Just let me run!
Struggling to survive in ‘We Happy Few’
★★★✩✩
We Happy Few
Developed by Compulsion Games
Published by Gearbox Publishing
Rated M for Mature
Available on PS4, Xbox One, and Windows
It’s a lovely day. The Nonsuches are blooming. The Joy has never been more effective, making everyone happy! And they have been happy — for the last 15 years. Sadness no longer exists in the little town of Wellington Wells. Anybody who says otherwise will have a nice little visit to the police station for a friendly chat. So keep taking your Joy! As they say, “Happy is the country with no past!”
This is We Happy Few, a survival game set in an alternative 1960s England. Taking a page from George Orwell’s 1984, the game depicts everyday people trying to live in a futuristic dystopia. The only difference is that the citizens were the ones to craft their birdcage. To help them forget all about their horrible pasts, Joy is synthesized to keep everyone gleeful and cheery. As long as the citizens keep taking it, they’ll never remember any of the awful things they did during the German Occupation which happened years ago. Well, most of them don’t.
You follow the three interconnected stories of Arthur Hastings, Sally Boyle, and Ollie Starkey as they attempt to live in their dystopia. You’ll need to master a complicated crafting system and each character’s special abilities if you want to survive. Offering a procedurally-generated world filled with different environments that all have their own set of rules, the developing team had a big promise to fulfill to all the people who wanted both an immersive world and compelling story-line. The result? A game that is less than the sum of its parts.
For much of the game, until you unlock a specific skill, you can’t run without serious consequences. People become suspicious in the town, chasing after you until you break their line of sight or until they bludgeon you to death. As a result, you are stuck at a walking pace in a labyrinth of a city. The horrible framerate doesn’t help either. I found myself trudging through the early parts of the game while I was trying to get used to the flow of the game. Said flow is mostly pointless side quests that give you skill points. They are unreasonably difficult in the early game but become trivial when you unlock all the skills in the late game. It feels satisfying to blaze through the quests when you finish your skill tree, so it’s frustrating to see your progress disappear at the end of one arc as you finish one character’s story.

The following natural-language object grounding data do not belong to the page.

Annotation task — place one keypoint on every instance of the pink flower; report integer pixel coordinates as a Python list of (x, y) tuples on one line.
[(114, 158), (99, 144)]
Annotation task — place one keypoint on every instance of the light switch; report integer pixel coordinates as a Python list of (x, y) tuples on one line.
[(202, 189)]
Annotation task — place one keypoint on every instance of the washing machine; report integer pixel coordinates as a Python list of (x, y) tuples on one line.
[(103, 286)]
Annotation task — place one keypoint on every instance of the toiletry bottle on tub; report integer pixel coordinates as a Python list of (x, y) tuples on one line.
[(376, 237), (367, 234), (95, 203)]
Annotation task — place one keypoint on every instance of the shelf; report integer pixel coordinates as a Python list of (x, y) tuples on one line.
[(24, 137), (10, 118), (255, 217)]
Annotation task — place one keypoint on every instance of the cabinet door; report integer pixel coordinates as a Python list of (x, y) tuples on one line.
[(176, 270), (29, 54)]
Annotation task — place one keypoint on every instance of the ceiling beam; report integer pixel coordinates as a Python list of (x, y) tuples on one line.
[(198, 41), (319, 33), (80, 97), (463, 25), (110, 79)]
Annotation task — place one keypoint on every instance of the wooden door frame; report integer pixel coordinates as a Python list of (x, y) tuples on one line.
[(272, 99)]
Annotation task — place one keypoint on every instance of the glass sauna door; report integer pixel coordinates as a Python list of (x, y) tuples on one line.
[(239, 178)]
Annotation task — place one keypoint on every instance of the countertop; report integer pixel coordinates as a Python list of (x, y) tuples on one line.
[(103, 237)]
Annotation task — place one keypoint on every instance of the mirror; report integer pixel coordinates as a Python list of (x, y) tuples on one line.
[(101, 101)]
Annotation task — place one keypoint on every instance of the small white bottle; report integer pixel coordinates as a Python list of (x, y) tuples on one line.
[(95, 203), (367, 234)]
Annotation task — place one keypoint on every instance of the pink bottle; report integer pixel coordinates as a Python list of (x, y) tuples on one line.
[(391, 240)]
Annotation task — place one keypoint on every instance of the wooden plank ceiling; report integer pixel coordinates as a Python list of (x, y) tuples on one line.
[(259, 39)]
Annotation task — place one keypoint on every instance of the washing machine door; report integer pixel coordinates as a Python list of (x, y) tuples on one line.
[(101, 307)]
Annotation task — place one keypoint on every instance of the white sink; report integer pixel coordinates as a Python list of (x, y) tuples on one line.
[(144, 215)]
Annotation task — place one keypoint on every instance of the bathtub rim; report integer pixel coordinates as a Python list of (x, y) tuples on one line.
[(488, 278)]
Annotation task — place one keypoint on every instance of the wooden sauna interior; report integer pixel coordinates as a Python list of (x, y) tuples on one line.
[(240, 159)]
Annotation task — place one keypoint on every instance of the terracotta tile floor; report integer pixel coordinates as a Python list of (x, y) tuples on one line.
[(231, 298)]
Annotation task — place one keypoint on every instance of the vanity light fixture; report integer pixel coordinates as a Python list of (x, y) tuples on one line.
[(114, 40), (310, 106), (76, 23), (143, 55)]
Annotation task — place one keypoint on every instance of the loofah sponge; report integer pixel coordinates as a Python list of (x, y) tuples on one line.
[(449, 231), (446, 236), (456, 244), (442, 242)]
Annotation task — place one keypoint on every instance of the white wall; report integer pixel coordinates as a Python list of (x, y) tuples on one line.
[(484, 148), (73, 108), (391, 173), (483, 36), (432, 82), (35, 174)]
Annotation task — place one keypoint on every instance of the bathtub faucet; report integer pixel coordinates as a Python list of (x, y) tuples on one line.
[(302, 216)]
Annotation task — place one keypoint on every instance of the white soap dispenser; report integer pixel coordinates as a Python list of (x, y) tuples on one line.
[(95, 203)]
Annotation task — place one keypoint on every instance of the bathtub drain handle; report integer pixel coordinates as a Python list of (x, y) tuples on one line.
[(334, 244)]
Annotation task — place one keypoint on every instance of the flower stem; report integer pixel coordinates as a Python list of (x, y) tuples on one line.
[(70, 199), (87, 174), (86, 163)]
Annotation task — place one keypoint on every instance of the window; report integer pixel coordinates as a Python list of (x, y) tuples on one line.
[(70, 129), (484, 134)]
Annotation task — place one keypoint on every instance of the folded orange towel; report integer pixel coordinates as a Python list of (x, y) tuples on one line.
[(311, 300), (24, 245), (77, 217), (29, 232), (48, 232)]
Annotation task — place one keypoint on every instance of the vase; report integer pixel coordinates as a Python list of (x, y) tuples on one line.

While each of the protagonists has an intriguing tale, the gameplay often gets in the way of the narrative. Much of the interesting parts of the characters are locked away behind collectibles which don’t show up on the map, so it’s possible to miss out on interesting characterizations. The game loses steam because of this. The characters become flat.

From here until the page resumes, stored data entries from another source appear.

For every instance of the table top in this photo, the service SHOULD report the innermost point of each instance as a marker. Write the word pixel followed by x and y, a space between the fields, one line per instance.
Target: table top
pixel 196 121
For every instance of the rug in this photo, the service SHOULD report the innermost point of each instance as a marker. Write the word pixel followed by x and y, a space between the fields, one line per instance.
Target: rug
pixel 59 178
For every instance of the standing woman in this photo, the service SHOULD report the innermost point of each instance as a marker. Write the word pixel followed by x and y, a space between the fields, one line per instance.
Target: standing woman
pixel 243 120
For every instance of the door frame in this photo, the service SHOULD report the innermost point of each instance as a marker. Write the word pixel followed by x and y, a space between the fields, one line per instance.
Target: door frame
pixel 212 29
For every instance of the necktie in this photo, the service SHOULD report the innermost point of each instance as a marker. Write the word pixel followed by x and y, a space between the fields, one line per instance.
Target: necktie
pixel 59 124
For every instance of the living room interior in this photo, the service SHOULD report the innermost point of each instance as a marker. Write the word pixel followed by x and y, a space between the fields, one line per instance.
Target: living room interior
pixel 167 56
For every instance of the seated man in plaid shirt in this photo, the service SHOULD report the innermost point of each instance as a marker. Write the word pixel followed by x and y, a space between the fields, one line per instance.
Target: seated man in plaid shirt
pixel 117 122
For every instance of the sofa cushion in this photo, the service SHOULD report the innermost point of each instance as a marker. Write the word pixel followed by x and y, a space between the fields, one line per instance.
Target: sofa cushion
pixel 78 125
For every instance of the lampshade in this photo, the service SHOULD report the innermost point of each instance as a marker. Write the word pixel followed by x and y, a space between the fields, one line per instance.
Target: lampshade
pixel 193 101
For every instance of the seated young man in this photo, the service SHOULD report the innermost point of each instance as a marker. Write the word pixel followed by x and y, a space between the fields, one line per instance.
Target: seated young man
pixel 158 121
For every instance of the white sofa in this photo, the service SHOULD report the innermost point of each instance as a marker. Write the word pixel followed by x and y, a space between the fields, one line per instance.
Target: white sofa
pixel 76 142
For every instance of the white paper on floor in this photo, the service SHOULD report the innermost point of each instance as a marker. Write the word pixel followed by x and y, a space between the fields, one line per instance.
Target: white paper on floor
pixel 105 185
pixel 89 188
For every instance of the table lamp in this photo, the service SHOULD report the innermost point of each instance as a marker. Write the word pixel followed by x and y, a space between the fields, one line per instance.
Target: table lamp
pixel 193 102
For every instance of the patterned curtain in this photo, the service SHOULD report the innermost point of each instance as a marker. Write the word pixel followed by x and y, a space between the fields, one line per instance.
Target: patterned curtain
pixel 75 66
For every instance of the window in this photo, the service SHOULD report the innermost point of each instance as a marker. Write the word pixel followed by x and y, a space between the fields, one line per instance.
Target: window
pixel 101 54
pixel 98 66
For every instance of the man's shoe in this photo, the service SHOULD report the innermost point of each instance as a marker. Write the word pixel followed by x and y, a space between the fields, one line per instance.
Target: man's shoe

I wanted to enjoy We Happy Few more than I actually did. It sells you an 1960s aesthetic that’s really easy to fall in love with. The actual product is more like Joy. It’s enjoyable for about a few minutes. Then it becomes an absolute trudge as you attempt to play the game version of 1984. While it slightly redeems itself with the profoundness of the storylines, it can hardly be considered a “smashing time.”